They kept beating us with sticks


More religious bullying. (Of a much worse variety. Of a nightmarish variety. That’s how it is – we lurch from the bad to the horrendous, day by day and hour by hour. But the horrendous doesn’t make the bad something we should shrug off. We have to pay attention to all of it.)

Shakila, age 8, was grabbed by a bunch of men with AK-47s, and held for a year.

…the taking of girls as payment for misdeeds committed by their elders still appears to be flourishing. Shakila, because one of her uncles had run away with the wife of a district strongman, was taken and held for about a year. It was the district leader, furious at the dishonor that had been done to him, who sent his men to abduct her.

A man did something so another man sent a bunch of men to do a horrible thing to a girl of 8. Makes sense.

“We did not know what was happening,” said Shakila, now about 10, who spoke softly as she repeated over and over her memory of being dragged from her family home. “They put us in a dark room with stone walls; it was dirty and they kept beating us with sticks and saying, ‘Your uncle ran away with our wife and dishonored us, and we will beat you in retaliation.’”

Despite being denounced by the United Nations as a “harmful traditional practice,” baad is pervasive in rural southern and eastern Afghanistan, areas that are heavily Pashtun, according to human rights workers, women’s advocates and aid experts. Baad involves giving away a young woman, often a child, into slavery and forced marriage. It is largely hidden because the girls are given to compensate for “shameful” crimes like murder and adultery and acts forbidden by custom, like elopement, say elders and women’s rights advocates.

And then after that cheerful beginning it gets a bit grim.

Views of baad differ sharply between men and women, with more men seeing it as a way of preserving families and stopping blood feuds, and women seeing it in terms of the suffering of the young girl asked to pay for another’s wrongs.

“Giving baad has good and bad aspects,” said Fraidoon Mohmand, a member of Parliament from Nangahar Province, who has led a number of jirgas. “The bad aspect is that you punish an innocent human for someone else’s wrongdoings, and the good aspect is that you rescue two families, two clans, from more bloodshed, death and misery.”

He also said he believed that a woman given in baad suffered only briefly.

“When you give a girl in baad, they are beaten maybe, maybe she will be in trouble for a year or two, but when she brings one or two babies into the world, everything will be forgotten and she will live as a normal member of the family,” he said.

Not so, said the Afghan women interviewed, especially if she is unlucky enough to give birth to a girl.

“The woman given to a family in baad will always be the miserable one,” said Nasima Shafiqzada, who is in charge of women’s affairs for Kunar Province. “She has to work a lot. She will be beaten. She has to listen to lots of bad language from the other females in the family.”

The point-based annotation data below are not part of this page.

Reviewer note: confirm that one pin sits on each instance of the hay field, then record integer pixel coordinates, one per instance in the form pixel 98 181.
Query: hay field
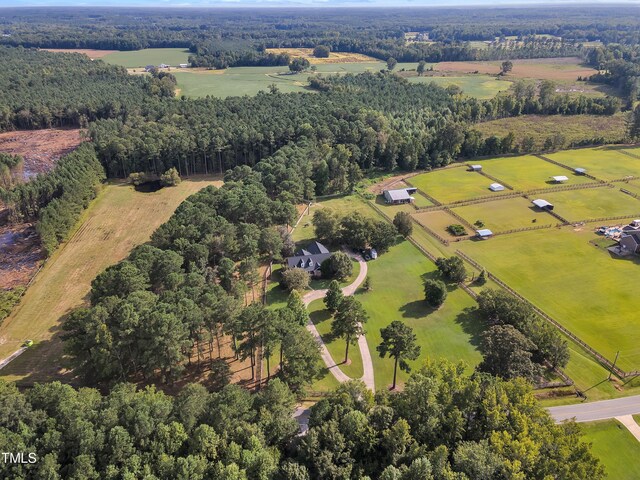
pixel 565 68
pixel 118 220
pixel 334 57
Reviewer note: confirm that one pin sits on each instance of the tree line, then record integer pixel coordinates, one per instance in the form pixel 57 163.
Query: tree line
pixel 443 425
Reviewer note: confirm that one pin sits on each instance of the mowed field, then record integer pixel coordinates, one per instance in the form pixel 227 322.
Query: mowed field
pixel 573 127
pixel 616 447
pixel 585 288
pixel 454 184
pixel 334 57
pixel 118 220
pixel 477 86
pixel 567 68
pixel 148 56
pixel 605 163
pixel 528 172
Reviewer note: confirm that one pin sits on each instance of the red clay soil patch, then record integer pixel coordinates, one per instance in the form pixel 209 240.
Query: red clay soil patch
pixel 39 148
pixel 86 51
pixel 565 68
pixel 20 255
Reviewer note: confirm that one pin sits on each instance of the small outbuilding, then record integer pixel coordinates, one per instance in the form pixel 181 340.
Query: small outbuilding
pixel 543 204
pixel 484 233
pixel 399 196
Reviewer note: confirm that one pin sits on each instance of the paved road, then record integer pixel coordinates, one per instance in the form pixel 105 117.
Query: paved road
pixel 367 364
pixel 588 412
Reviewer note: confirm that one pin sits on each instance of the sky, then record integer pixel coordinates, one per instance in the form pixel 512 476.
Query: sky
pixel 296 3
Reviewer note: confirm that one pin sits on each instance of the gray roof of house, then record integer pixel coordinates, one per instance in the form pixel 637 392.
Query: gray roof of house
pixel 399 194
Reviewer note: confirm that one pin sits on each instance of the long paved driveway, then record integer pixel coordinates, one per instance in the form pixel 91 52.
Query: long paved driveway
pixel 588 412
pixel 367 364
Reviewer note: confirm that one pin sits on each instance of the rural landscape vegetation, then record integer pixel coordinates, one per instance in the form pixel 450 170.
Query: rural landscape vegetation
pixel 320 243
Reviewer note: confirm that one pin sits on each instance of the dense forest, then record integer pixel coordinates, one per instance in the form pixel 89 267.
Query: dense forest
pixel 443 425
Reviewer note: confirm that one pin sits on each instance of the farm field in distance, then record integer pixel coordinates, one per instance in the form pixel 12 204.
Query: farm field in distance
pixel 573 127
pixel 103 238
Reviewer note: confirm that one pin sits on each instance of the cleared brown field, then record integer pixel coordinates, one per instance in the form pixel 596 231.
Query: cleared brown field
pixel 40 148
pixel 565 68
pixel 574 127
pixel 118 220
pixel 92 54
pixel 334 57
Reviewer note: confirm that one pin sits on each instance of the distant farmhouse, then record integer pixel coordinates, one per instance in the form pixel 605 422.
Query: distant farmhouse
pixel 310 259
pixel 399 196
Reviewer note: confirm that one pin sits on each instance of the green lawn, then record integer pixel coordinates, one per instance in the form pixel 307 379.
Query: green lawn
pixel 527 172
pixel 453 184
pixel 478 86
pixel 507 214
pixel 616 447
pixel 397 294
pixel 322 319
pixel 605 163
pixel 148 56
pixel 581 286
pixel 593 203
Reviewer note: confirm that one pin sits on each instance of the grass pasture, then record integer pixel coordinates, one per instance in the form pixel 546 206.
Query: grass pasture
pixel 507 214
pixel 616 447
pixel 118 220
pixel 453 184
pixel 148 56
pixel 527 172
pixel 451 332
pixel 592 203
pixel 583 287
pixel 573 127
pixel 438 221
pixel 605 163
pixel 477 86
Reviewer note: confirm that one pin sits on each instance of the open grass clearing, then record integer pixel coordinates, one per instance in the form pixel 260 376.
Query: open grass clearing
pixel 506 214
pixel 477 86
pixel 616 447
pixel 573 127
pixel 334 57
pixel 592 203
pixel 564 68
pixel 453 184
pixel 322 319
pixel 397 293
pixel 438 221
pixel 118 220
pixel 148 56
pixel 583 287
pixel 528 172
pixel 605 163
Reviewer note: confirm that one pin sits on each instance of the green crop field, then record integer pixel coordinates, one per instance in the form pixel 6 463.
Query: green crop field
pixel 583 287
pixel 616 447
pixel 477 86
pixel 506 214
pixel 148 56
pixel 527 172
pixel 605 163
pixel 592 203
pixel 453 184
pixel 451 332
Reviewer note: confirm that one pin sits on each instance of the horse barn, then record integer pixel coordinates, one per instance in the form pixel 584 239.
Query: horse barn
pixel 399 196
pixel 543 204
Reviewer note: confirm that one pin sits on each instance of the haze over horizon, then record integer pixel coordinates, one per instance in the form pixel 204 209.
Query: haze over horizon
pixel 296 3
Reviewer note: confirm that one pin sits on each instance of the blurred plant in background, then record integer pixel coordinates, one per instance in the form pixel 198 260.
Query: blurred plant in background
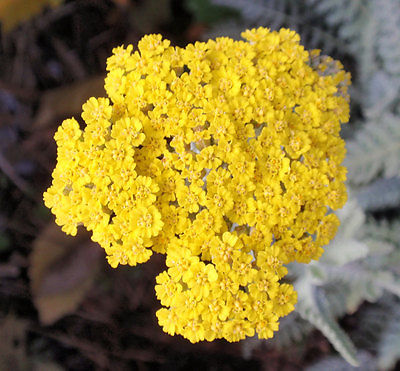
pixel 362 263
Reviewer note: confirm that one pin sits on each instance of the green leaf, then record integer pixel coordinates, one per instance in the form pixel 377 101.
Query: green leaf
pixel 312 307
pixel 389 345
pixel 375 149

Shakila’s experience was horrible. Read on.

H/t Sunny

Comments

  1. anne says

    Appalling. Is there a word for appalled but not surprised? The comments on that NYT post are depressing. Most of them are versions of “that’s their custom; we can’t interfere/change it.” I think it warrants more than a shrug, so thanks for making it more visible. Any suggestions on what else we can do to help the likes of Shakila?

  2. stonyground says

    We atheists are always being told that we have no moral compass. Better to have no moral compass then, rather than one that is so badly calibrated. The same applies to all those who accept this kind of thing on the grounds of tolerance for other cultures.